Even in those early conversations, Solomon mentioned Fizz’s plans to open a marketplace where students can buy and sell things like clothes, textbooks, bikes, and more. Students often make these kinds of transactions because they change dorms every year, and they might want some cash back for their lightly used calculus textbook.

Image credits: to effervesce

Solomon believes the market for a local, Gen Z-focused buying and selling platform is wide open.

“There’s a stigma, if I sell something on Craigslist, I might get kidnapped,” Solomon said. “And Facebook Marketplace… Gen Z doesn’t use Facebook.”

His suspicions appear to be correct. The marketplace feature was rolled out across hundreds of Fizz campuses between March and May of this year, in preparation for the predictable end-of-year rush to sell. Solomon said Fizz has placed 50,000 listings on the platform, with 150,000 DMs sent around items. The most popular category is clothing, which accounts for about 25% of listings.

But Facebook Marketplace won’t be an easy competitor to beat. Some young Facebook users say they’re joining the platform just for the marketplace. While there are fewer Gen Z users on Facebook, Meta is working to win back that generation’s attention.

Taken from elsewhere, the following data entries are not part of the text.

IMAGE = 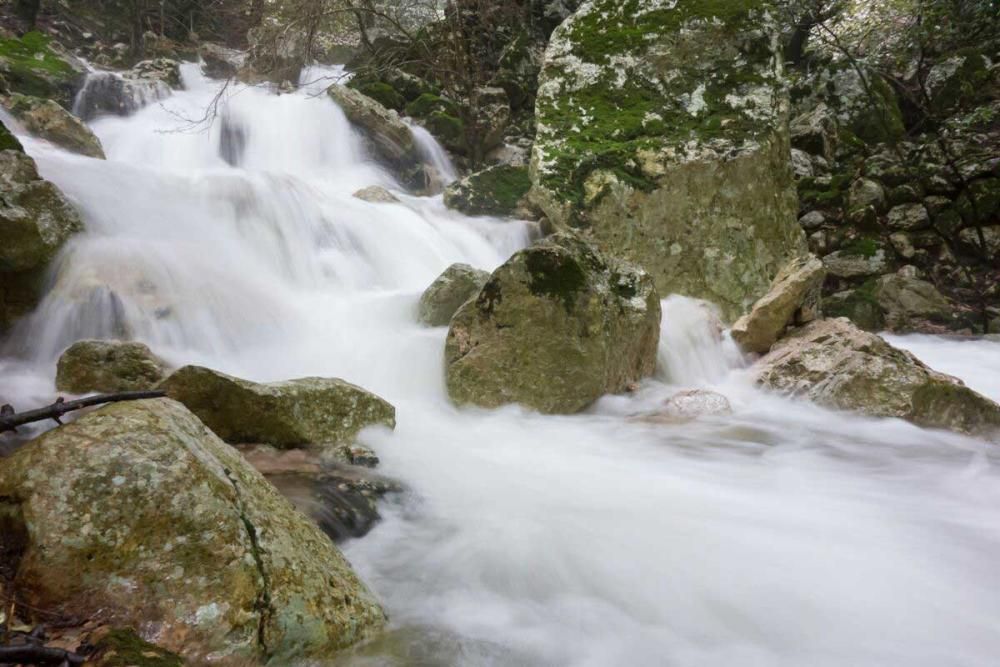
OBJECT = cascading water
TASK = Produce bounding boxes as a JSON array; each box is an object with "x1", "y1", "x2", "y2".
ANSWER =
[{"x1": 0, "y1": 67, "x2": 1000, "y2": 667}]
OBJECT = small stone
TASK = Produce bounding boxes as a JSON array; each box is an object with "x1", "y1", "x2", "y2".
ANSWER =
[
  {"x1": 887, "y1": 204, "x2": 931, "y2": 231},
  {"x1": 56, "y1": 340, "x2": 166, "y2": 394},
  {"x1": 418, "y1": 264, "x2": 490, "y2": 327},
  {"x1": 353, "y1": 185, "x2": 399, "y2": 204}
]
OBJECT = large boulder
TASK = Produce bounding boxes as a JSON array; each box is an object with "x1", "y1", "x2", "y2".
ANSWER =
[
  {"x1": 0, "y1": 399, "x2": 384, "y2": 665},
  {"x1": 753, "y1": 318, "x2": 1000, "y2": 437},
  {"x1": 417, "y1": 264, "x2": 490, "y2": 327},
  {"x1": 445, "y1": 233, "x2": 660, "y2": 413},
  {"x1": 444, "y1": 165, "x2": 531, "y2": 216},
  {"x1": 161, "y1": 366, "x2": 396, "y2": 448},
  {"x1": 56, "y1": 340, "x2": 166, "y2": 394},
  {"x1": 6, "y1": 93, "x2": 104, "y2": 160},
  {"x1": 0, "y1": 142, "x2": 83, "y2": 330},
  {"x1": 874, "y1": 267, "x2": 955, "y2": 333},
  {"x1": 327, "y1": 84, "x2": 426, "y2": 188},
  {"x1": 531, "y1": 0, "x2": 805, "y2": 320},
  {"x1": 732, "y1": 255, "x2": 826, "y2": 353}
]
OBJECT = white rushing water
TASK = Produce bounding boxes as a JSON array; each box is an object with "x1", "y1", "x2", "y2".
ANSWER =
[{"x1": 0, "y1": 67, "x2": 1000, "y2": 667}]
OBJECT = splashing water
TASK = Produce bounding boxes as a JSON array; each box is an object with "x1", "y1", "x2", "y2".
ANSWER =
[{"x1": 0, "y1": 62, "x2": 1000, "y2": 667}]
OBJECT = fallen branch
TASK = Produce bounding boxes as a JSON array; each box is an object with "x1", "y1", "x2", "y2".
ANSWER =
[
  {"x1": 0, "y1": 391, "x2": 167, "y2": 438},
  {"x1": 0, "y1": 644, "x2": 87, "y2": 665}
]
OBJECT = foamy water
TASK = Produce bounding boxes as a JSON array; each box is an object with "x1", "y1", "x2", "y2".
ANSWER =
[{"x1": 0, "y1": 67, "x2": 1000, "y2": 667}]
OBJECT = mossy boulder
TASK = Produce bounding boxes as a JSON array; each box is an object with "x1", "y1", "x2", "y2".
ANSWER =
[
  {"x1": 874, "y1": 270, "x2": 956, "y2": 333},
  {"x1": 87, "y1": 628, "x2": 186, "y2": 667},
  {"x1": 732, "y1": 255, "x2": 826, "y2": 353},
  {"x1": 417, "y1": 264, "x2": 490, "y2": 327},
  {"x1": 445, "y1": 233, "x2": 660, "y2": 414},
  {"x1": 753, "y1": 319, "x2": 1000, "y2": 438},
  {"x1": 531, "y1": 0, "x2": 805, "y2": 320},
  {"x1": 0, "y1": 32, "x2": 84, "y2": 109},
  {"x1": 0, "y1": 399, "x2": 385, "y2": 665},
  {"x1": 160, "y1": 366, "x2": 396, "y2": 448},
  {"x1": 5, "y1": 93, "x2": 104, "y2": 160},
  {"x1": 327, "y1": 85, "x2": 425, "y2": 187},
  {"x1": 0, "y1": 147, "x2": 83, "y2": 330},
  {"x1": 444, "y1": 165, "x2": 531, "y2": 216},
  {"x1": 56, "y1": 340, "x2": 166, "y2": 394}
]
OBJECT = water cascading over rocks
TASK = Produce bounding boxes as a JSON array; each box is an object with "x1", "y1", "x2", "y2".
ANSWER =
[
  {"x1": 445, "y1": 233, "x2": 661, "y2": 414},
  {"x1": 531, "y1": 0, "x2": 805, "y2": 320}
]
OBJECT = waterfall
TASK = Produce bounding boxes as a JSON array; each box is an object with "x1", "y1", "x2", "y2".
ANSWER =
[{"x1": 0, "y1": 61, "x2": 1000, "y2": 667}]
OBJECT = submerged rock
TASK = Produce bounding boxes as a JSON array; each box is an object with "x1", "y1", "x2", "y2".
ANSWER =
[
  {"x1": 418, "y1": 264, "x2": 490, "y2": 327},
  {"x1": 354, "y1": 185, "x2": 399, "y2": 204},
  {"x1": 0, "y1": 143, "x2": 83, "y2": 330},
  {"x1": 56, "y1": 340, "x2": 166, "y2": 394},
  {"x1": 732, "y1": 255, "x2": 826, "y2": 353},
  {"x1": 753, "y1": 318, "x2": 1000, "y2": 437},
  {"x1": 639, "y1": 389, "x2": 733, "y2": 424},
  {"x1": 0, "y1": 399, "x2": 384, "y2": 665},
  {"x1": 444, "y1": 165, "x2": 531, "y2": 216},
  {"x1": 445, "y1": 233, "x2": 660, "y2": 413},
  {"x1": 6, "y1": 93, "x2": 104, "y2": 160},
  {"x1": 531, "y1": 0, "x2": 806, "y2": 321},
  {"x1": 161, "y1": 366, "x2": 396, "y2": 448}
]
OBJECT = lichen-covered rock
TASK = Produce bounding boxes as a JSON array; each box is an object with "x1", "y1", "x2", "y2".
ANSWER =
[
  {"x1": 56, "y1": 340, "x2": 166, "y2": 394},
  {"x1": 444, "y1": 165, "x2": 531, "y2": 216},
  {"x1": 0, "y1": 147, "x2": 83, "y2": 330},
  {"x1": 638, "y1": 389, "x2": 733, "y2": 424},
  {"x1": 531, "y1": 0, "x2": 805, "y2": 319},
  {"x1": 732, "y1": 255, "x2": 826, "y2": 354},
  {"x1": 823, "y1": 240, "x2": 890, "y2": 278},
  {"x1": 6, "y1": 93, "x2": 104, "y2": 160},
  {"x1": 327, "y1": 84, "x2": 424, "y2": 187},
  {"x1": 161, "y1": 366, "x2": 396, "y2": 448},
  {"x1": 0, "y1": 399, "x2": 384, "y2": 665},
  {"x1": 807, "y1": 62, "x2": 906, "y2": 148},
  {"x1": 198, "y1": 42, "x2": 247, "y2": 79},
  {"x1": 417, "y1": 264, "x2": 490, "y2": 327},
  {"x1": 352, "y1": 185, "x2": 399, "y2": 204},
  {"x1": 886, "y1": 204, "x2": 931, "y2": 231},
  {"x1": 445, "y1": 233, "x2": 660, "y2": 413},
  {"x1": 753, "y1": 319, "x2": 1000, "y2": 437},
  {"x1": 875, "y1": 271, "x2": 954, "y2": 333}
]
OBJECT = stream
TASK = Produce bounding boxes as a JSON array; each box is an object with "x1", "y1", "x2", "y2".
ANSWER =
[{"x1": 0, "y1": 65, "x2": 1000, "y2": 667}]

Payments aren’t yet integrated into Fizz, so users are responsible for navigating their sales. Solomon said Fizz may build a payment structure to make the marketplace easier to use, but he’s not thinking about monetization just yet. While Fizz may be flush with venture capital, this classic Silicon Valley move of prioritizing growth over profit isn’t as viable in the next generation of social media.

Fizz is completely anonymous, even on the marketplace. But to even get into a school’s Fizz community, you have to verify a school email account. So while there’s always a risk of meeting a stranger — even if they go to your school — users seem less hesitant to buy from their classmates.

Image credits: to effervesce

“One of the statistics that we really like, and we looked at the other day, is that on average, two people contact each seller before they sell,” Solomon said. “If you know they’re in the dorm next to you, you have no reason to figure out if they’re legit or not. It’s pretty simple.”

But like the anonymous social platforms that came before it, Fizz has struggled to maintain a safe environment across its campuses. In one high-profile case, a Fizz community wreaked havoc at a high school as students hid behind anonymity to shame and harass other students and teachers.

“We’ve had two communities that we voluntarily shut down just because of feedback from parents and administrators,” Solomon said. Since then, Fizz has refocused its commitment to content moderation. In the past, Fizz paid part-time student moderators to monitor its communities. Now, the company has dedicated staff working on trust and safety, and it’s using technology from OpenAI to make its automated moderation more robust.

Those efforts may not be enough to assuage concerns. School administrators have seen horrific scenarios play out on anonymous apps before — remember YikYak? The president of the University of North Carolina, which has 16 campuses, announced plans to ban anonymous apps like Fizz, Whisper and Sidechat from the school. Those students won’t be able to buy used textbooks on Fizz’s marketplace.

“We’re very aware that moderation has to be at the core of our business as an anonymous Gen Z platform,” Mathur told TechCrunch.

TechCrunch gained access to a university’s Fizz community. Students posted about sex and drugs — topics that are allowed on Fizz — but didn’t bully each other or spark harmful dialogue. But this is just one community among hundreds. While Fizz’s momentum in growing its content moderation team is promising, even the largest, most facilitated social platforms still struggle with toxicity.

Fizz’s argument for the anonymous nature of the platform is that it encourages students to be open about how they’re really feeling — when a student sees posts about how other people might be stressed about an exam or struggling socially, they know they’re not the only ones going through it. On the plus side, users might find some great campus-specific memes. Or, now that there’s a market, they might be able to score a great deal on a TV.

Updated 7/3/24, 4:17 p.m. ET: Apparel makes up 25% of Fizz’s offerings.